Großen Fluchtbewegungen sah sich das Land zu Beginn der 1990er-Jahre und 2015/16 gegenüber, als binnen kurzer Zeit 400.000 beziehungsweise 1,2 Millionen Personen Aufnahme begehrten. 1993 wurde das bis dahin schrankenlose Asylrecht durch eine Änderung des Grundgesetzes (Artikel 16)  eingeschränkt. Wer über einen EU-Staat in die Bundesrepublik einreist oder aus einem als sicher eingestuften Herkunftsstaat kommt, kann sich seither nicht mehr auf politische Verfolgungsgründe berufen. 2015/16 brach das sogenannte Dublin-System der Europäischen Union, das dem von einem Flüchtling zuerst betretenen Mitgliedsland im Regelfall die Verantwortung für die Durchführung des Asylverfahrens zuweist, unter dem Druck der hohen Zahlen faktisch zusammen. Die Quote der positiv beschiedenen Asylanträge schwankte in den letzten Jahren zwischen 35 (2018) und 56 Prozent (2022). Die Abschiebung der nicht anerkannten Bewerber gestaltet sich häufig schwierig, wenn zum Beispiel die Herkunftsländer nicht ermittelbar sind oder diese die Rücknahme verweigern.

Wie sich die Zuwanderung auf den gesellschaftlichen Zusammenhalt und die staatsbürgerliche Solidarität auswirkt, ist Gegenstand der Debatte um die richtige Integrationspolitik. Im Kern geht es dabei um die Frage, welche Art der Identifikation mit dem Aufnahmeland den Zugewanderten abverlangt werden kann. Soll sie strikt politisch sein, das heißt, sich auf die Achtung der Gesetze und Anerkennung der in der Verfassung festgeschriebenen Prinzipien beschränken? Oder erfordert sie eine umfassendere Identifikation mit der → Nation, wozu die Achtung von deren Symbolen, das Sprechen der Landessprache, die Kenntnis der Geschichte und die Anerkennung besonderer kultureller Eigenarten gehört, die die Nation auszeichnet, darunter auch eine bestimmte Religion? Für Eingewanderte, die ihre Wurzeln in nichtliberalen Gesellschaften haben, kann eine solche umfassendere Integrationsanforderung eine harte Zumutung darstellen. Umgekehrt stellt sich aus der Sicht der aufnehmenden Gesellschaft die Frage, welche Folgen es für sie hat, wenn die Integration der Zugewanderten nicht gelingt. Maßgeblich für den Erfolg dürfte einerseits deren Anzahl sein, andererseits das Tempo, mit dem sie sich den Normen und Prinzipien der Aufnahmegesellschaft anpassen.

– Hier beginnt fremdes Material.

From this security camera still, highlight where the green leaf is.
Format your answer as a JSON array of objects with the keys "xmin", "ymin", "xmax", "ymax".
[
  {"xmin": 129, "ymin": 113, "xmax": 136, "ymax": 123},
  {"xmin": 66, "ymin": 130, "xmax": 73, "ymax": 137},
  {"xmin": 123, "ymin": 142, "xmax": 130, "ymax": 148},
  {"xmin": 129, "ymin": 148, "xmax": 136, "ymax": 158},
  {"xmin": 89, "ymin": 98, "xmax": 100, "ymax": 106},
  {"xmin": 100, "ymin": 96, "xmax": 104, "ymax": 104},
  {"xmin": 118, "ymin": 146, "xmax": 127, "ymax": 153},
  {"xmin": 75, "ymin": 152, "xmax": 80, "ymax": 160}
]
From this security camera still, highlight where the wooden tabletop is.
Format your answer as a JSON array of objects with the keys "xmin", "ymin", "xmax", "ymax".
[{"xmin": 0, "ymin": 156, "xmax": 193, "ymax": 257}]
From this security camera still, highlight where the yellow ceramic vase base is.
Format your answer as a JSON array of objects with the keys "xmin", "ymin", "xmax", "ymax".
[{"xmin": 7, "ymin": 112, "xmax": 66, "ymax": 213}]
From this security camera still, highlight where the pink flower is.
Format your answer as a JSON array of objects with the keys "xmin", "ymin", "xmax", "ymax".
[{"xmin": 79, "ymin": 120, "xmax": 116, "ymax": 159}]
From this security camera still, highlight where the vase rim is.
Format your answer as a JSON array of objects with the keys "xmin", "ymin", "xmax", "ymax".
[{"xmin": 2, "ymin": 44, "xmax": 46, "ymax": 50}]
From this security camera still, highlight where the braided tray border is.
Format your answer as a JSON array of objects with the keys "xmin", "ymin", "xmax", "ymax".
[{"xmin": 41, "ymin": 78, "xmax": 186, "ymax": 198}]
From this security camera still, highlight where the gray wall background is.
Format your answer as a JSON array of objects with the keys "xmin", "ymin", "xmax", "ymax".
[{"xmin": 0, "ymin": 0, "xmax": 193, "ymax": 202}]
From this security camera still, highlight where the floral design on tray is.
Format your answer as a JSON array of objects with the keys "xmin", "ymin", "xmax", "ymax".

Die Einwanderung ist ein Thema, das in der Gesellschaft und der Politik stark polarisiert. Das gilt vor allem und seit den 1990er-Jahren verstärkt für die Asyl- und Flüchtlingsmigration. Wurden die kulturellen Anerkennungskonflikte, die die Integration der Zuwanderer auslöst, in der Bundesrepublik bis dahin eher diskret ausgetragen, sind sie heute ein bedeutsamer Teil des politischen Meinungskampfes. Dazu hat nicht zuletzt die AfD beigetragen, deren ideologisches und programmatisches Hauptmerkmal die abwehrende Haltung gegenüber den Eingewanderten ist. Mit ihr konnte sich in der Bundesrepublik ab 2013 zum ersten Mal eine rechtspopulistische und in Teilen rechtsextreme Kraft im Parteiensystem dauerhaft etablieren.